The “kid” explains that his dad took 12 years to earn his sociology degree because he met a woman at a party, and they “rode motorbikes around the world,” and then a troupe of Balinese monkeys stole their belongings, and then Dad worked at a restaurant and got married and became a stay-at-home parent, and on and on.

 

The “kid” concludes: “That’s OK. Some people need more time. And the only other thing I need are Goodnites Nighttime Underwear.”

 

Heavens, no! What children with enuresis need is a regimen of suppositories and laxatives to heal the rectum and stop the wetting, not a decade of wearing XL pull-ups. Simply wearing Goodnites is devastating for older kids, no matter what the AI-generated voices claim.

 

In the most cringe-worthy of the three ads, a faux kid offers a convoluted story about how, after 10 years of pining for his ex-girlfriend, her dad finally managed to move on: He ran into her at the drugstore while she was picking up “constipation relief” medication.

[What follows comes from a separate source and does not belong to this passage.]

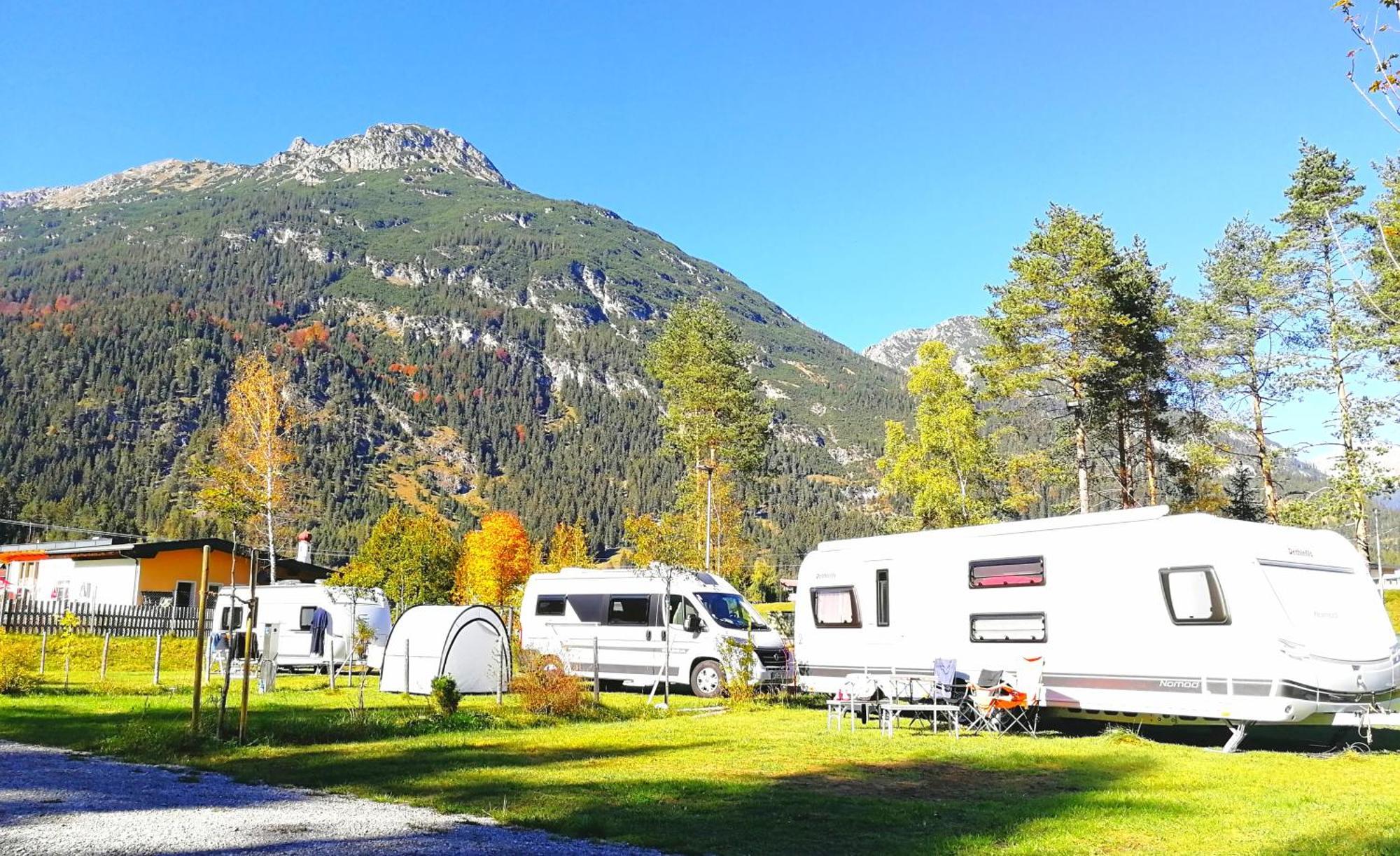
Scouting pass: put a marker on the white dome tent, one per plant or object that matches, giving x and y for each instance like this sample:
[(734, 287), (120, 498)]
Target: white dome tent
[(468, 643)]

This repulsed Dad so much — it “relieved him” of all remaining feelings for his ex (ha ha!) — that he was finally able to fall in love with another woman.

 

Quite the irony: Dad is grossed-out by the very condition that is almost certainly causing his kid’s bedwetting.

 

I’m no marketing genius, but it’s hard to conjure up an ad that would be more unhelpful to a family dealing with enuresis.

 

The chief creative officer behind these ads says they are “made specially for the parents of bedwetters, now and in the future.”

 

But actual parents of enuresis patients find these ads repellent and predatory.

 

“I’ve often wondered how different my son’s teenage years might have been had we taken action sooner — all the camps, sleepovers, and class trips he missed out on because of his bedwetting," the high school football player's mom told me. "Only now that we’ve found effective treatments has my son started to feel empowered, less shame, and less isolated on this journey.”